Question

How do you use the linear approximation to the square root function to estimate the square root $\sqrt {8.95}$ ?

Answer 1

Hint : In order to determine the approximate value of the square root $\sqrt {8.95}$ , use the technique of linearisation of the function $f\left( x \right) = \sqrt x$ . We can approximate a function at a particular point to find the value of the function. To do this we first have to find the equation of the tangent line at that point. We can find the equation of the tangent using the coordinates and the derivative of the function at that point.

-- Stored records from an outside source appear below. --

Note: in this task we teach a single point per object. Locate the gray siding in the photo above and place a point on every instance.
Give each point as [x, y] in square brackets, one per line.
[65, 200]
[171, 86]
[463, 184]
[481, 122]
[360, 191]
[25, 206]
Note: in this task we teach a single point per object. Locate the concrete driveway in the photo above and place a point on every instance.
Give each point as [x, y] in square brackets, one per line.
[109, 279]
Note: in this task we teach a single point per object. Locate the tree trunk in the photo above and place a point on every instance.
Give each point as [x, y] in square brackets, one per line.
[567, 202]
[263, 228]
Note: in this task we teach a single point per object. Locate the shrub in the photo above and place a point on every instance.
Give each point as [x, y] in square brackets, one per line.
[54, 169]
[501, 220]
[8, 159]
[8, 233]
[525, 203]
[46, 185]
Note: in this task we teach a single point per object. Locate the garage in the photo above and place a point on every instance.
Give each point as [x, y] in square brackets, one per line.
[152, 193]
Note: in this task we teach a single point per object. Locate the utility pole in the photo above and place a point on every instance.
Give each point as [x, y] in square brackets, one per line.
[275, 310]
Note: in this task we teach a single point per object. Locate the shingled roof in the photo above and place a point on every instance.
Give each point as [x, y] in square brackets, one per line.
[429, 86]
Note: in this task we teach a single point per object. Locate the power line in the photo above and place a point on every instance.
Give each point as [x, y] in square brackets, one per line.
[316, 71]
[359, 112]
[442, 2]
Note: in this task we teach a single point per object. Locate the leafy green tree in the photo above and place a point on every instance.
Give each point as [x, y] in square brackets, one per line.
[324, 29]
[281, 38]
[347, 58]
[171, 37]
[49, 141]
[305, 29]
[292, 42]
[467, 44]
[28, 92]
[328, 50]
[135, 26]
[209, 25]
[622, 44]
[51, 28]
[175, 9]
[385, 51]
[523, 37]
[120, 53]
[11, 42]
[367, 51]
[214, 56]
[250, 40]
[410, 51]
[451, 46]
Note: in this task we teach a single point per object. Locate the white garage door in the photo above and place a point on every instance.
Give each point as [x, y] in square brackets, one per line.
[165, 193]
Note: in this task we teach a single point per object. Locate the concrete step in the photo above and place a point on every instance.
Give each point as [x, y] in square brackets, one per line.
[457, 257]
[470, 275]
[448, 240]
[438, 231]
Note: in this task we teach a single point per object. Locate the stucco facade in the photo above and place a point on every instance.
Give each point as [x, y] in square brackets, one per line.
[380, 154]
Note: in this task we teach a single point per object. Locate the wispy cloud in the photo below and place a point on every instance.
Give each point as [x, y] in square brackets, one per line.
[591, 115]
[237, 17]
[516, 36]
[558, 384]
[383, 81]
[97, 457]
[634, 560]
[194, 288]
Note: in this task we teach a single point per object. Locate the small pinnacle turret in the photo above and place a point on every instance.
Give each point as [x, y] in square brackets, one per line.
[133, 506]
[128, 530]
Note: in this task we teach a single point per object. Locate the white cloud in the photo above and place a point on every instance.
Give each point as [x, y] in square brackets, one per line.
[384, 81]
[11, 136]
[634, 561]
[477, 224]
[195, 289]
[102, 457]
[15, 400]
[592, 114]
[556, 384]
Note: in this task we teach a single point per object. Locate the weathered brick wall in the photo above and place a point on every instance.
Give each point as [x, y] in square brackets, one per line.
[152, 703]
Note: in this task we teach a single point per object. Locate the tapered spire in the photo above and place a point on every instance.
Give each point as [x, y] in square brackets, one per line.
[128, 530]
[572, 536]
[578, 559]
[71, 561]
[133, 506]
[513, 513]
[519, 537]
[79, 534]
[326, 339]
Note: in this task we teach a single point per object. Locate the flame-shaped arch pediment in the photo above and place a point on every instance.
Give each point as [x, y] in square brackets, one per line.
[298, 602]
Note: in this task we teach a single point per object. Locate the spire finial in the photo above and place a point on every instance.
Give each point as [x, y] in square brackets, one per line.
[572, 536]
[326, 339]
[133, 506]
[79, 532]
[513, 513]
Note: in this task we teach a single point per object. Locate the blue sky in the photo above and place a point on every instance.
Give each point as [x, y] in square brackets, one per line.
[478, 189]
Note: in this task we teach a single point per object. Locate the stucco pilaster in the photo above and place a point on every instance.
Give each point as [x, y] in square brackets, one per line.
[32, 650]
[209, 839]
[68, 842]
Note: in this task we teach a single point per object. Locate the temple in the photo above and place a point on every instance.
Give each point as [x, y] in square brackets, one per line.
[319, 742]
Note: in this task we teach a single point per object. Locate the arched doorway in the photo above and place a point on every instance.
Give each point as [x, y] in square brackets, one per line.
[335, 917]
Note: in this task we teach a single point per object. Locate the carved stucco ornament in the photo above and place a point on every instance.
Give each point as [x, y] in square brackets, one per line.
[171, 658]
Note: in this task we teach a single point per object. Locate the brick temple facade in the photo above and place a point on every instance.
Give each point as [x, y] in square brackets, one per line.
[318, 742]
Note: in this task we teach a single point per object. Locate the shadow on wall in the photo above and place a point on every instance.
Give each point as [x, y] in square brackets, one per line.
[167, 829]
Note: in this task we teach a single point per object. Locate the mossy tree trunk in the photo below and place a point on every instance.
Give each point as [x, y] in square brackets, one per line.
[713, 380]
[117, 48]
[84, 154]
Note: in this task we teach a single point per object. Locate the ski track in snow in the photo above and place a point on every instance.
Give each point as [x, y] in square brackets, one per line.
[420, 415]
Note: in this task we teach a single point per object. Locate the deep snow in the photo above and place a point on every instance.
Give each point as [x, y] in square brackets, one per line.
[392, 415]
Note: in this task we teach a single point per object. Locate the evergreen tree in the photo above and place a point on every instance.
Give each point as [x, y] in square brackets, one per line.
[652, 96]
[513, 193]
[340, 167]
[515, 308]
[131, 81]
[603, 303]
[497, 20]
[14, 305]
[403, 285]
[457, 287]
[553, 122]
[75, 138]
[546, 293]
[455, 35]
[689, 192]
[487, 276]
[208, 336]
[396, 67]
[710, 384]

Complete step by step solution:
We are given a square root in the form $\sqrt {8.95}$ .
If we generalise the square root , we have the function of the square root as $f\left( x \right) = \sqrt x$ .
So to find the square root of $8.95$ , we will be using the linearisation technique. As the function is $\sqrt x$ , we first need to find out the equation of the tangent at point $\left( {9,3} \right)$ , as this point on the graph of the function has the y-coordinate which is actually closest to the values $8.95$ .
So, the equation of the tangent is $y - f\left( a \right) = m\left( {x - a} \right)$ where $m$ is the slope of the tangent.
Slope at point $x = 9$ will the derivative of the function at point $x = 9$ .So, $m = \dfrac{d}{{dx}}\left( {\sqrt x } \right){|_{x = 9}}$ .
Now Rewriting the equation of tangent by putting all the values , we have
$\Rightarrow y - f\left( 9 \right) = \dfrac{d}{{dx}}\left( {\sqrt x } \right){|_{x = 9}}\left( {x - 9} \right)$
As we know the derivative of $\dfrac{d}{{dx}}\sqrt x = \dfrac{1}{{2\sqrt x }}$ and $f\left( 9 \right) = \sqrt 9 = 3$ . Substituting these values in above ,we get
$\Rightarrow y - 3 = \dfrac{1}{{2\sqrt x }}{|_{x = 9}}\left( {x - 9} \right) \\\ \Rightarrow y - 3 = \dfrac{1}{{2\sqrt 9 }}\left( {x - 9} \right) \\\ \Rightarrow y - 3 = \dfrac{1}{{2\left( 3 \right)}}\left( {x - 9} \right) \\\ \Rightarrow y - 3 = \dfrac{1}{6}\left( {x - 9} \right) \;$
Since, we want the functional value at $8.95$ , so substituting $x = 8.95$ in the above equation , we have
$\Rightarrow y - 3 = \dfrac{1}{6}\left( {8.95 - 9} \right) \\\ \Rightarrow y - 3 = \dfrac{1}{6}\left( { - 0.05} \right) \;$
Solving the above expression for $y$ , we have
$\Rightarrow y = 3 - 0.008\overline 3 \\\ \Rightarrow y = 2.991\overline 6 \;$
$\therefore y = f\left( {8.95} \right) = 2.991\overline 6$
Therefore the approximate value for the square root $\sqrt {8.95}$ is equal to $2.991\overline 6$
So, the correct answer is “ $2.991\overline 6$ ”.

Note : 1. Linearization means using a tangent line to evaluate the value of an expression.
2.To solve such problems based on linearisation, we should always know which function to use to find the equation of tangent.
3.Remember, the slope at the point, which we have chosen should always be defined.
4. The function should not become undefined at the given point.